As part of this undertaking, Dr. Yang and colleagues at universities in Beijing and Dartmouth looked at the Gene Expression Omnibus database to find genes associated with endometriosis. Two datasets were compiled, and they were analyzed for up- and down-regulated genes in endometriosis. Both sets contained slightly more down-regulated genes than up-regulated ones. When accounting for overlap between sets, there were 701 up-regulated genes and 1090 down-regulated genes. Up-regulated genes were related to defense and immunity proteins, while down-regulated genes were related to structural components of cells.

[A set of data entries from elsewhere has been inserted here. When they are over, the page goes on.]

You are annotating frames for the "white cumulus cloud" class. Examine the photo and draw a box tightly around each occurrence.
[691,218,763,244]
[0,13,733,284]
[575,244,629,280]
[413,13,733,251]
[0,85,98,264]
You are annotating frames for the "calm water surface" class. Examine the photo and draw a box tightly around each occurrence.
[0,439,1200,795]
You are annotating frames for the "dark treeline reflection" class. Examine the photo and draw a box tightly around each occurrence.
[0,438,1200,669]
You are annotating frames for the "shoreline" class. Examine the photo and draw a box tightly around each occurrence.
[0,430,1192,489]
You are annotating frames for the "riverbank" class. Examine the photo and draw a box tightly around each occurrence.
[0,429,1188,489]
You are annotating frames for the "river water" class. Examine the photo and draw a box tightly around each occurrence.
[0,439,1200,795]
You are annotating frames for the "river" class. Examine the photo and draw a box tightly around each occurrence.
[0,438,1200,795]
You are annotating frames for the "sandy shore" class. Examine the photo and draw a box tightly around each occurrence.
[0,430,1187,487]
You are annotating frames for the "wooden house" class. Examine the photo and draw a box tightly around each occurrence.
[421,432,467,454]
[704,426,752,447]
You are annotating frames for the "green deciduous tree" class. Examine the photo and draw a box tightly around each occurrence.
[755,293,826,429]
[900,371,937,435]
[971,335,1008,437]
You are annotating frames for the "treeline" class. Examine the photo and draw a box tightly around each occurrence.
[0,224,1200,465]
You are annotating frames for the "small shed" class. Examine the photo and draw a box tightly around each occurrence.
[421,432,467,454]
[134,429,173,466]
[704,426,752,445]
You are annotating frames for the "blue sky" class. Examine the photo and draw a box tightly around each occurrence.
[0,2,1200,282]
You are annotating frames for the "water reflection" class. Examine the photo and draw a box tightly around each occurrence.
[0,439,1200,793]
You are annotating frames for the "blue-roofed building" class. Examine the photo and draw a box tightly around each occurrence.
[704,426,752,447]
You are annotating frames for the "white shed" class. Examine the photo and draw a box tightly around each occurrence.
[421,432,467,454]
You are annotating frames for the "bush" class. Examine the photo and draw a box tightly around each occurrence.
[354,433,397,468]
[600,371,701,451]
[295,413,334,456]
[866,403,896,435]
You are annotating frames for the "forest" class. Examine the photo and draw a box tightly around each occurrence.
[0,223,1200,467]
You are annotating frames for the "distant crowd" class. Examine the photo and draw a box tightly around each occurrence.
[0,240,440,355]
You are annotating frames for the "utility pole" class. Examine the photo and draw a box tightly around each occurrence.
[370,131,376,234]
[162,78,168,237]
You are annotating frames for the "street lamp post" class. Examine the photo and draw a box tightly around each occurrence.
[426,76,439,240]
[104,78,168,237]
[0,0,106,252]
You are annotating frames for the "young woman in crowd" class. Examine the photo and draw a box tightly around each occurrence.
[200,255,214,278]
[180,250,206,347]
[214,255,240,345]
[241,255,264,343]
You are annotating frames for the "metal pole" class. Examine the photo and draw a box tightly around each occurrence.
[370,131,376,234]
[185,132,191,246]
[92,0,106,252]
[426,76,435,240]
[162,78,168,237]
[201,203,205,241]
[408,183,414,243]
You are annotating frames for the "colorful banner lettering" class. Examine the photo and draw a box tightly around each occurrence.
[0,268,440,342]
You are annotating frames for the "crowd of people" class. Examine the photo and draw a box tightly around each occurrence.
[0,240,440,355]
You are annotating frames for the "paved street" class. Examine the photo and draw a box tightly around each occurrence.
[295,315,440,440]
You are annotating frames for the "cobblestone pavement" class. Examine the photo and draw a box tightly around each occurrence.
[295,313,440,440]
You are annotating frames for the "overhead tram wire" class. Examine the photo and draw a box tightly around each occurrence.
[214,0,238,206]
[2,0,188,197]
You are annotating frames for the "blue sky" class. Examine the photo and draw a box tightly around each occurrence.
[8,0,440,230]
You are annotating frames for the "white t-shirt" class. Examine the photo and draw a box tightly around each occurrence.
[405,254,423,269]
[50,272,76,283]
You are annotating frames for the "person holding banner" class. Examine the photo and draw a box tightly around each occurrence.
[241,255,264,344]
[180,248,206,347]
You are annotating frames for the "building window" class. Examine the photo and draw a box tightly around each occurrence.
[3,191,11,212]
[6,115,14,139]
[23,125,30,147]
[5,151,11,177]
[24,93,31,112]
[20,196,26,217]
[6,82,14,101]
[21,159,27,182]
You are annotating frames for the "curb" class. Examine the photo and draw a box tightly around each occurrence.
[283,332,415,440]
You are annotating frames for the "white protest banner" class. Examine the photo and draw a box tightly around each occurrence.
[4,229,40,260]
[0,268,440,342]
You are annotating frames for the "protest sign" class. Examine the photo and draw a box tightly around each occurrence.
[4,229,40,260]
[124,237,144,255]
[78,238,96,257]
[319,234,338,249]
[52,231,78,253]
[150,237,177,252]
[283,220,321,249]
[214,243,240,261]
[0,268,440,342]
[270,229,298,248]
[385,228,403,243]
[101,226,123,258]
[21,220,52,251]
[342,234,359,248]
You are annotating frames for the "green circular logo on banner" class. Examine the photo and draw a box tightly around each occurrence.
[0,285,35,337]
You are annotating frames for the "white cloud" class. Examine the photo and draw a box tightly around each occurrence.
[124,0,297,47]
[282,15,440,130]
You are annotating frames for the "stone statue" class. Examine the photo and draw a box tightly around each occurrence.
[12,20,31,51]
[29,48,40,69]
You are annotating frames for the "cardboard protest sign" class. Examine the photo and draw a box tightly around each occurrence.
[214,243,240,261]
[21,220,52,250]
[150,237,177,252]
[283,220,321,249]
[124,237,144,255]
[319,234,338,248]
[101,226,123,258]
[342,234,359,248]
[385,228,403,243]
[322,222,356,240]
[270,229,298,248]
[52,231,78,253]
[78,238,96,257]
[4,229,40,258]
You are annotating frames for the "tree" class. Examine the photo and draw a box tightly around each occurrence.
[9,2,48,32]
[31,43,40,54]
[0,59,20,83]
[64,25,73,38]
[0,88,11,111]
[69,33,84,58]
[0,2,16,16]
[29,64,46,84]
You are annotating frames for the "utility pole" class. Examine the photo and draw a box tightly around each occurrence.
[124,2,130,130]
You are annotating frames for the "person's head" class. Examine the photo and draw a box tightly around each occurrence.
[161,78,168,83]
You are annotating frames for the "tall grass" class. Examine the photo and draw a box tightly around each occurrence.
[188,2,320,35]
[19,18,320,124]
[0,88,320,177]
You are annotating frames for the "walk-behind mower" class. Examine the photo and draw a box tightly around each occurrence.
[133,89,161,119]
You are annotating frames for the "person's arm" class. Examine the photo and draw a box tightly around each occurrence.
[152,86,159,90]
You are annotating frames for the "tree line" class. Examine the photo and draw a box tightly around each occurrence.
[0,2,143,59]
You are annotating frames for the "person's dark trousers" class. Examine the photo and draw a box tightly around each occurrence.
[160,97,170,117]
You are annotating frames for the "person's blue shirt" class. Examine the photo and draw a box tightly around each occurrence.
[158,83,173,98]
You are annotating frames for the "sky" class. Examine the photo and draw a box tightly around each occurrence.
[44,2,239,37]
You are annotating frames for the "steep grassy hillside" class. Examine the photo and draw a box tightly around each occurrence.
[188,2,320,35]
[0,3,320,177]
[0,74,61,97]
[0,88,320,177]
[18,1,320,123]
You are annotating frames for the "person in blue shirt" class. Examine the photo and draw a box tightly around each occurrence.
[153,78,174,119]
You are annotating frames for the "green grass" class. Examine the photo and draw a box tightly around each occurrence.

Putting these genes into a model of regulation, the researchers found that 26 transcription factors regulated 30 important genes, indicating overlap between genes and their regulating transcription factors. Surprisingly, the expression level of the transcription factors themselves were not any different between endometriosis and normal conditions, only their level of regulation of other genes. The most highly associated gene was RUNX1, which encodes for a transcription factor implicated in blood cell production.
“Although the functional relevance of several transcription factors remains unclear, our analysis provides a useful tool to generate new biological insights about transcriptional regulation that may not be acquired directly from gene expression data,” stated Dr. Yang. Identifying transcription factors that differentially regulate genes in endometriosis provides targets for future treatment interventions.